Un millonario vuelve a casa sin avisar y se congela al ver lo que la criada le estaba haciendo a su hijo. Los tacones de sus zapatos repicaban sobre el mármol reluciente, llenando el vestíbulo con un eco solemne. Leonard había llegado sin anunciarse mucho antes de lo previsto. Tenía 37 años. Una figura imponente, afroamericano, elegante, siempre impecable. Aquel día vestía un traje blanco como la nieve. y una corbata celeste que hacía resaltar el brillo en sus ojos, un caballero acostumbrado al control, a los negocios cerrados en despachos de cristal, a las reuniones intensas en Dubai.
Pero ese día, ese día no quería contratos, ni lujos, ni discursos, solo anhelaba algo real, algo cálido. Su corazón le pedía volver a casa, sentirla respirar sin la tensión que su presencia siempre imponía. ver a su hijo, al pequeño Sion, su tesoro de 8 meses, aquel bebé de rizos suaves y sonrisa desdentada.

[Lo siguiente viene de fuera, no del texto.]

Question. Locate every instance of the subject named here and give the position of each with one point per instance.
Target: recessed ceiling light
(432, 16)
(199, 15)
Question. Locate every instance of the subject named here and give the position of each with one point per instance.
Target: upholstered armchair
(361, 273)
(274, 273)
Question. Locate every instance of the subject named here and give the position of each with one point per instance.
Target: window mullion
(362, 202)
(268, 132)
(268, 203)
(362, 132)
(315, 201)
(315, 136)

La última luz que le había quedado tras perder a su esposa, no avisó a nadie, ni a su equipo, ni a Rosland. La niñera de tiempo completo quería ver la casa tal como era sin él, natural, viva.
Y eso fue exactamente lo que encontró, aunque no en el sentido que imaginaba. Al girar por el pasillo se detuvo en seco. Al llegar a la cocina, sus ojos se abrieron. Su respiración se cortó en el pecho. Allí, bañado por la luz dorada de la mañana que entraba por la ventana estaba su hijo y con él una mujer que no esperaba encontrar. Clara, la nueva empleada, una mujer blanca de unos veintitantos años, vestida con el uniforme lavanda del personal doméstico, sus mangas arremangadas hasta los codos, su cabello recogido en un moño que desafiaba la perfección, pero aún así resultaba encantador.